Daily
News
November
22, 1995
GUNRUNNER
FOUND DEAD SHOT ON
TOP OF MOTHER'S GRAVE
A
retired longshoreman who confessed to being one of the Mafia's
biggest gun suppliers was found shot to death yesterday atop his
mother's grave in Queens.
"My
name is Frank O'Hehir," read a note found on his body, police
sources told the Daily News. "Please call my attorney, Roger
Bernstein. This is an FBI case. Thank you."
O'Hehir,
65, who recently pleaded guilty to gunrunning for the Colombo
crime family, was wearing an electronic ankle monitoring bracelet
when his body was found in a remote corner of St. John's Cemetery
in Middle Village, police sources said.
A
gun was found near O'Hehir's body, the sources said, but it was
not clear last night whether he shot himself.
"I'm
not sure it's a suicide," said Bernstein.
Once
it was established that the dead man was a cog in a major mob
case developed by Waterfront Commission detectives and the FBI,
police clamped down on details about O'Hehir, who was supposed
to appear today for a pre-sentencing hearing.
Last
month, O'Hehir explained to The News why he rejected a plea-bargain
deal of three years in prison in exchange for spilling the beans
about being quartermaster to the mob. He said he didn't think
he'd live that long anyway. "I might as well roll the dice
on a trial," O'Hehir said at the time as he fussed over his
cat, Buford, in his tidy Ridgewood, Queens, apartment.
Police
had raided the apartment at dawn on May 10, looking for guns.

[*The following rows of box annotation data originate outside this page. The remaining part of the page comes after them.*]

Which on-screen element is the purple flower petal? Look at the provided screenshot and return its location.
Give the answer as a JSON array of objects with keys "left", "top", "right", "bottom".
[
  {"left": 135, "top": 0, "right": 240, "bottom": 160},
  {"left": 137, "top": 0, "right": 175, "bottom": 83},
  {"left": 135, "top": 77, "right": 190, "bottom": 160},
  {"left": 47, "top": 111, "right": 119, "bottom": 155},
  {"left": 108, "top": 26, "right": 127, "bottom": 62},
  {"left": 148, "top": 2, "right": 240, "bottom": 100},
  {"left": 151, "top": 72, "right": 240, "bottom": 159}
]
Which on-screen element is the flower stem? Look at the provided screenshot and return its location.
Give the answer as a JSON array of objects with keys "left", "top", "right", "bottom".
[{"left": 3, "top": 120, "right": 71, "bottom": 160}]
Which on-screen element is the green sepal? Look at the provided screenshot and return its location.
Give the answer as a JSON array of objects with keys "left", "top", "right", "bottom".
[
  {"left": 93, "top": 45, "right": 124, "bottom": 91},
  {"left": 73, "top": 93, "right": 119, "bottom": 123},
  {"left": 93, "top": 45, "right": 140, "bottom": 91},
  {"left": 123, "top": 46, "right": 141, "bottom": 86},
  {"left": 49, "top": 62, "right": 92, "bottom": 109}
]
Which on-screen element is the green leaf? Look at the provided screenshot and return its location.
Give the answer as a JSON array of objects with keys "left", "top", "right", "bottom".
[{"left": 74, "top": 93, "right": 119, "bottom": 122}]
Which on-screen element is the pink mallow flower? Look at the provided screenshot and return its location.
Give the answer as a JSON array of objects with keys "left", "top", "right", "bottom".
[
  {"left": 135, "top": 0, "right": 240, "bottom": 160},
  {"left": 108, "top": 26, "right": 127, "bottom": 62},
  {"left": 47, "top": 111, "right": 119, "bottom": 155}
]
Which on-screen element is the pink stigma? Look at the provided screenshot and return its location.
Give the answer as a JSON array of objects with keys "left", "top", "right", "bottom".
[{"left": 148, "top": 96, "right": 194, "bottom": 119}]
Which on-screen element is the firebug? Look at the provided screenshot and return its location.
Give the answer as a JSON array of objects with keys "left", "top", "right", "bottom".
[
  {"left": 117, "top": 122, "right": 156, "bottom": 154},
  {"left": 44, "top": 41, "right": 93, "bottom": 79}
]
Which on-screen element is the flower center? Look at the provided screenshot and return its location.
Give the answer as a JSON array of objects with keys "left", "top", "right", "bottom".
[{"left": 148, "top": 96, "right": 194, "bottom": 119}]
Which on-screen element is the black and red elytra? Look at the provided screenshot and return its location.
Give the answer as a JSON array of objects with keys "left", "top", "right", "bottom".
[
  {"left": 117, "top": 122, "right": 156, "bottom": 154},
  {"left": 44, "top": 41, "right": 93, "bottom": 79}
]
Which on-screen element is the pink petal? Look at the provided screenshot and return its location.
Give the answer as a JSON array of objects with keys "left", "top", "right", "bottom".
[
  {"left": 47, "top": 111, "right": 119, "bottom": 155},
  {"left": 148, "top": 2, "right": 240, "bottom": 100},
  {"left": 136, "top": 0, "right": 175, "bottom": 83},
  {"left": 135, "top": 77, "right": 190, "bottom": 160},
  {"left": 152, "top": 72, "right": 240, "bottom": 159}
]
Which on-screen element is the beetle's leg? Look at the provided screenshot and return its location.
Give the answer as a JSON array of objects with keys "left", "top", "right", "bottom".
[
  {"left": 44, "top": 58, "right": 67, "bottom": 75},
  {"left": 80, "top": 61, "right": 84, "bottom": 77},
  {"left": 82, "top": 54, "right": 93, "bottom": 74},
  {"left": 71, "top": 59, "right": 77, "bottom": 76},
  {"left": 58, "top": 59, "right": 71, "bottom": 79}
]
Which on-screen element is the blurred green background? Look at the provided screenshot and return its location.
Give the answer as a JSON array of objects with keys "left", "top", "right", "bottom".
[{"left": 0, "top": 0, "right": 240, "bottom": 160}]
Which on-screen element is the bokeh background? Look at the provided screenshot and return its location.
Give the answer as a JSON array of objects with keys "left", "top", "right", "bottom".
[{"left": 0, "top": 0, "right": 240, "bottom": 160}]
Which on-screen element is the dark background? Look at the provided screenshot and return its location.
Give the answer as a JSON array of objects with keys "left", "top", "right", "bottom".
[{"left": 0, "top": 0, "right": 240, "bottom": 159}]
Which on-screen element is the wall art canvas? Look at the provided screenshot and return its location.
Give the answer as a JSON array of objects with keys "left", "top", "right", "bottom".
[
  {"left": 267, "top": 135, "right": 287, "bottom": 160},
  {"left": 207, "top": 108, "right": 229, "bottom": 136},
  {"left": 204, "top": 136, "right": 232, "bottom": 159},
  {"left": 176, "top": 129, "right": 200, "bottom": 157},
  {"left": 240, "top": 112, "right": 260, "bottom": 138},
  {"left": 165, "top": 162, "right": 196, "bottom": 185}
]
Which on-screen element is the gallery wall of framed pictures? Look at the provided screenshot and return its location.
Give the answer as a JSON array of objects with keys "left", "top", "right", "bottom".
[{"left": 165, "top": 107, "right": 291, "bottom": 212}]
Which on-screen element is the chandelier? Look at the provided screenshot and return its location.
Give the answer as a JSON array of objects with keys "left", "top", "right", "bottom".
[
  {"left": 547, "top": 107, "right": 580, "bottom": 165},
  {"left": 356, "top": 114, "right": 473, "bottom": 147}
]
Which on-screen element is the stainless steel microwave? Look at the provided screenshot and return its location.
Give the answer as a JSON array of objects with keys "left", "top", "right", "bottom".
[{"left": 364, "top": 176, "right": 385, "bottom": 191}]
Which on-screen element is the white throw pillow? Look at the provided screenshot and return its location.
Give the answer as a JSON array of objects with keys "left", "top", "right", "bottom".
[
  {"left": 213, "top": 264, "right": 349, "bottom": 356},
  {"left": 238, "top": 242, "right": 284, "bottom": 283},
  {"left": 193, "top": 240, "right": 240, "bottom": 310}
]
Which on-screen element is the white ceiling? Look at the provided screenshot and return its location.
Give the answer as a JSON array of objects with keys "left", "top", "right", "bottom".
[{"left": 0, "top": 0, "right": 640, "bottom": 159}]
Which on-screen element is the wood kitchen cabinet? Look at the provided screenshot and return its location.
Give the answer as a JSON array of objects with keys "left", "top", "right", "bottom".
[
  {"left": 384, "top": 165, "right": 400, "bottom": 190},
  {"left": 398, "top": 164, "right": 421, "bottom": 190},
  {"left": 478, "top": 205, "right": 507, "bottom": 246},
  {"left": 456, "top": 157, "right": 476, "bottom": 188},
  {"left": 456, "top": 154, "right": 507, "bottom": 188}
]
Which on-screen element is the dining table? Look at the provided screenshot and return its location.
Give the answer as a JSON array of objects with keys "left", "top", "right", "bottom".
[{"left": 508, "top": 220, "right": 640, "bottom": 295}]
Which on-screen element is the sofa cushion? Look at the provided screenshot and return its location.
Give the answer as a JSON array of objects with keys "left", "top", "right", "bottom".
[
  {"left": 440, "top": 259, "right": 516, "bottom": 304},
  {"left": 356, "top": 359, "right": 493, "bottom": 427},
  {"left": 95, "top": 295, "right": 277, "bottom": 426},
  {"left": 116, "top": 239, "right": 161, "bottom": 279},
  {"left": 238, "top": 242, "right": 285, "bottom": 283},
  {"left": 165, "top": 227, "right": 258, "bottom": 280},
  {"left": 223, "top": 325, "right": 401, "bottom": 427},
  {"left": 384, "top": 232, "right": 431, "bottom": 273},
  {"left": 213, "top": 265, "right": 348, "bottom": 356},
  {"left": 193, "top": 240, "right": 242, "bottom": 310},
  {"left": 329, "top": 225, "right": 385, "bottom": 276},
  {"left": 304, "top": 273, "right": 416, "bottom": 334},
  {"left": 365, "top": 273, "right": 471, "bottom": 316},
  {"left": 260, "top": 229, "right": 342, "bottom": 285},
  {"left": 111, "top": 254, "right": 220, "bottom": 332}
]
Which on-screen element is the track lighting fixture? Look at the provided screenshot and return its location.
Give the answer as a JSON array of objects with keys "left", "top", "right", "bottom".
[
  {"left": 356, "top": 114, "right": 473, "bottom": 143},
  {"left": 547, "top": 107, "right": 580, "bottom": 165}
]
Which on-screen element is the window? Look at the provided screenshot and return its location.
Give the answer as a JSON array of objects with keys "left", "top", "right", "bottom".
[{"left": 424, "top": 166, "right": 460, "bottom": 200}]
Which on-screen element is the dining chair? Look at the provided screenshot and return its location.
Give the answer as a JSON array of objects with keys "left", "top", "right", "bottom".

O'Hehir had a secret closet hidden behind a sliding American eagle
plaque built into the kitchen. Inside FBI agents found a few empty
holsters and an ammunition magazine.
Asked
last month what he would say at trial, O'Hehir said: "My
story? My story is that I'm an innocent man."
But
last week O'Hehir pleaded guilty in Brooklyn Federal Court to
supplying the firepower for the Colombo crime family war.
In
recent weeks, said one stunned neighbor, Virginia Hart, O'Hehir
had been behaving oddly. At one point, she said, he announced
that he had married a long-time sweetheart. But Hart never saw
a woman around.
Some
days, Hart said, O'Hehir would sit in the apartment complex' parking
lot in a lawn chair and stare at passing traffic.
Hart
said she saw him again yesterday morning. "He said, 'I'm
going to the lawyer this morning, and then I'm going to pick up
a newspaper in the afternoon,' " Hart said. "He had
promised to be at my baby twins' birthday party on Thursday."
Another
neighbor, Jean Fellacher, said the normally outgoing O'Hehir "seemed
depressed lately" and tried to cheer himself up by providing
food and shelter for numerous stray cats. "He was not his
usual self," she said. "The last time I saw him he was
staring straight ahead."
But,
said Bernstein, "we spoke a week ago, we had a pleasant lunch.
. . . He seemed fine."
"It's
a total shock to me," said Bernstein's investigator, Mike
Kessler. "Frank had this cat he was devoted to. For
him to walk away from the cat just doesn't make sense."